The following letter was published in the Letters to the Editor of the November 2014 CACM (http://cacm.acm.org/magazines/2014/11/179829).
--CACM Administrator
Cormac Herley's article "Security, Cybercrime, and Scale" (Sept. 2014) focused on logical analysis of narrowly defined financial cybercrimes gainfully performed by untrusted remote perpetrators, not by embezzlers. The objective Herley specified in this logical model is improved security to reduce the risk of rational financially motivated untrusted perpetrators able to carry out all possible scaled attacks.
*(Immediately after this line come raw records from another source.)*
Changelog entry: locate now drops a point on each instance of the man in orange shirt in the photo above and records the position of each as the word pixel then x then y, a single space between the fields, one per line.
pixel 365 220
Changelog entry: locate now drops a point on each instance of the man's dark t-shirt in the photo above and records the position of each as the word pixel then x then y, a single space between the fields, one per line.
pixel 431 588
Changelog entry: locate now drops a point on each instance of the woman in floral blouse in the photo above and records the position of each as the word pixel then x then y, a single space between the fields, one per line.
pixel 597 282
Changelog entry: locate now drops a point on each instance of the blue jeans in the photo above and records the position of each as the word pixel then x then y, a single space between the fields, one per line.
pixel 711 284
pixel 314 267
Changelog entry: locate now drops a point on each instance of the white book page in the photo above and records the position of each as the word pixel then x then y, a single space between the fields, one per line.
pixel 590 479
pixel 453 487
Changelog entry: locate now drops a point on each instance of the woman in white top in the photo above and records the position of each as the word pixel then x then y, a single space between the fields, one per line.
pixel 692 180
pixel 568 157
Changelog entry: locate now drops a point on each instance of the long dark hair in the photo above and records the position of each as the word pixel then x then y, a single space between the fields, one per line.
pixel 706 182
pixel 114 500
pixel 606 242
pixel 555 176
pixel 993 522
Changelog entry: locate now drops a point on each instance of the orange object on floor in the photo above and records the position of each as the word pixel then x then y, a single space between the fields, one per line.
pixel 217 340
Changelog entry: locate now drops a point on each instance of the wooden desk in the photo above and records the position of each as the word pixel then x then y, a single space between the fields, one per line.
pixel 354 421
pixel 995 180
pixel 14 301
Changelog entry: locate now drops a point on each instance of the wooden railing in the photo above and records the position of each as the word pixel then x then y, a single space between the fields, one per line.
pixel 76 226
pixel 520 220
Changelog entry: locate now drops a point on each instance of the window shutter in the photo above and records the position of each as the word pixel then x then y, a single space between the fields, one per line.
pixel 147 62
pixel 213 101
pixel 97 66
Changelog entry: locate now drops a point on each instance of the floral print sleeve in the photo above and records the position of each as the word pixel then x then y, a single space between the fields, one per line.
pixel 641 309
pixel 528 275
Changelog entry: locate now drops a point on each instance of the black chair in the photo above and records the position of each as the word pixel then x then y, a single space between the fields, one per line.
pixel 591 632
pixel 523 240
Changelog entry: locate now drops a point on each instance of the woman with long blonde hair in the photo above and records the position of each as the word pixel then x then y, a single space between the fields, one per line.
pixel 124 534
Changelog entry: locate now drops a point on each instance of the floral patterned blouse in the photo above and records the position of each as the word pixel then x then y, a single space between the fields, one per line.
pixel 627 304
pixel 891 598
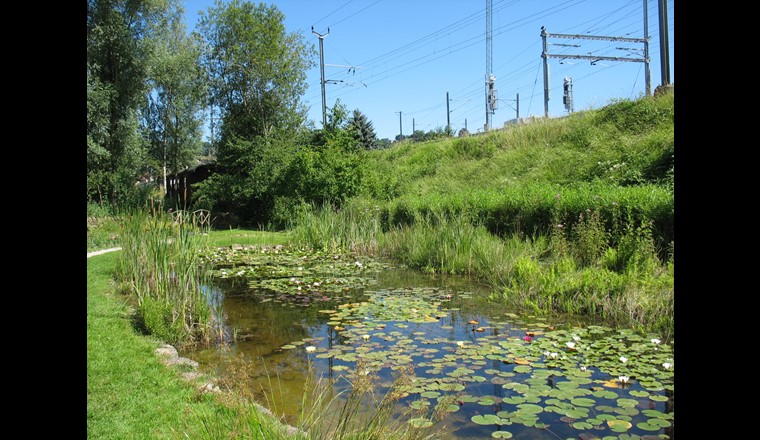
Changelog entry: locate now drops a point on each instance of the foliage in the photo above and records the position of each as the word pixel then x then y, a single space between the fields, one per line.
pixel 161 265
pixel 131 395
pixel 257 70
pixel 257 73
pixel 119 40
pixel 174 111
pixel 248 178
pixel 362 130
Having interviewed more than 200 cybercrime perpetrators over the past 40 years, I suggest reality is quite different. First, perpetrators possess only partial knowledge. They also cause errors that change their objectives, take less financial assets than are available, do not necessarily consider cost, perform copy-cat attacks, and act under many other personal irrational conditions and circumstances that were always present in all of the cases I studied.
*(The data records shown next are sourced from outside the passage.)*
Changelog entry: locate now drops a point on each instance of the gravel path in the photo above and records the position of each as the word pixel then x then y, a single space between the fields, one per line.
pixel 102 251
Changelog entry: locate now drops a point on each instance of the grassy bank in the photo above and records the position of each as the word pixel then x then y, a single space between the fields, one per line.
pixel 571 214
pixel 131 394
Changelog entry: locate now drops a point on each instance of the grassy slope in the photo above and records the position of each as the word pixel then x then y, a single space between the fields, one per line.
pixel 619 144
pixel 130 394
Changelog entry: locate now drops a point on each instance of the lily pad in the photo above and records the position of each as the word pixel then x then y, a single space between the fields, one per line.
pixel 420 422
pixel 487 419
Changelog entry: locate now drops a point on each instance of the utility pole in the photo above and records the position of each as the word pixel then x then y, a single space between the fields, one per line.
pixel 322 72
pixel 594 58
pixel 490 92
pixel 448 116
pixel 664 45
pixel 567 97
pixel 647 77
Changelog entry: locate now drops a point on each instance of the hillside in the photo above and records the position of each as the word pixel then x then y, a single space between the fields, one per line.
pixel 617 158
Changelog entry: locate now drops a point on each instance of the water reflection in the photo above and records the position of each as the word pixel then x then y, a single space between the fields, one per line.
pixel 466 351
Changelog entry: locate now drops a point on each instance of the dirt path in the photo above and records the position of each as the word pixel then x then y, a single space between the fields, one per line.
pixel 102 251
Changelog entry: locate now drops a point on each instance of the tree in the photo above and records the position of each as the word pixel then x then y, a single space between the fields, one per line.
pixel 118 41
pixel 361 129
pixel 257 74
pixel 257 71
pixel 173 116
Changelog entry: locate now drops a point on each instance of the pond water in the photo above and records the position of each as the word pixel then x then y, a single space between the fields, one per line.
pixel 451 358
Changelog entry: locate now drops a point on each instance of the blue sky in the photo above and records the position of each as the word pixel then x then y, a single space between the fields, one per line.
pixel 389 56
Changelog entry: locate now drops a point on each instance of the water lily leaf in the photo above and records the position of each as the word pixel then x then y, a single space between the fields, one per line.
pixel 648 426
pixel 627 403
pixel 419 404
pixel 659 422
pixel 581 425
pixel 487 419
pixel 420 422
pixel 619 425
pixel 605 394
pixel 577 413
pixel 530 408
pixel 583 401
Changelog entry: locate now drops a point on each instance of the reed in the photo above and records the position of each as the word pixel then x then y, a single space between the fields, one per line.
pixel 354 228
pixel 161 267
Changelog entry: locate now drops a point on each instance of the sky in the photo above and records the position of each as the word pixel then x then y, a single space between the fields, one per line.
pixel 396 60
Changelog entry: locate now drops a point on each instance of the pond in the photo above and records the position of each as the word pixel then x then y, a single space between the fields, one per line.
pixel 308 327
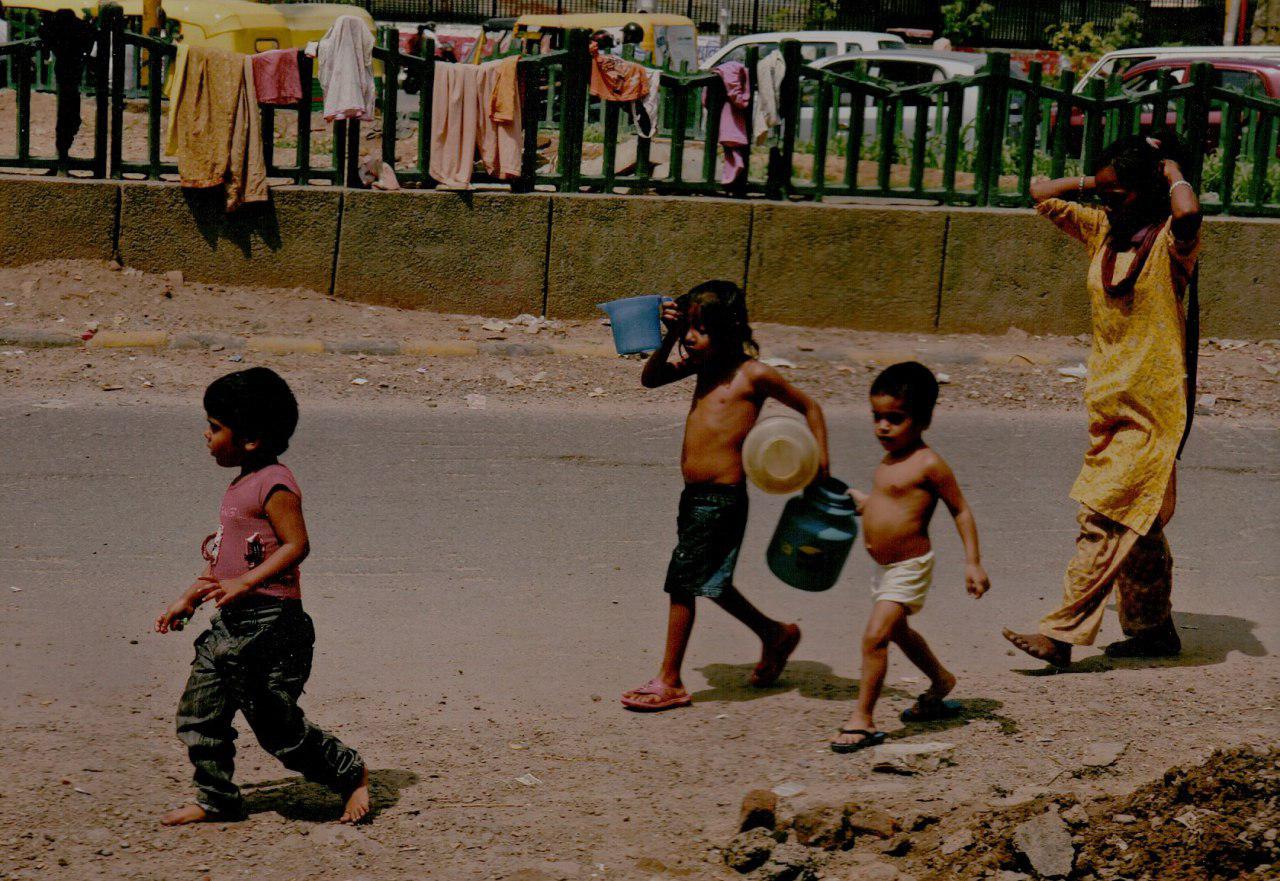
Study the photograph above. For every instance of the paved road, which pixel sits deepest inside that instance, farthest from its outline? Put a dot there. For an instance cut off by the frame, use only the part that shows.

Here is my threat model: Alice knows she cannot be sufficiently secure from attacks by Mallory and thus seeks to avoid negligence after Mallory (inevitably) attacks, successfully or not.
Herley correctly noted the limitations of successful risk reduction, but a different objective and strategy are more desirable for my model. The objective I advocate is security diligence, rather than risk reduction. It is a safer, more easily obtained and measured objective for the enterprise, more likely meets insurance requirements, and reduces a broader range of risk reduction that includes possibly reducing the risk of negligence on the part of the victim enterprise and the stakeholders within it. I have found (in practice) this is often more important than financial loss.
The diligence strategy is to implement security controls by engaging in benchmark studies, using standards, compliance, contracts, audits, good practices, available products, cost control, experts' opinions, and experimentation. The tough high-cost decisions are made by management fiat, not necessarily by risk reduction.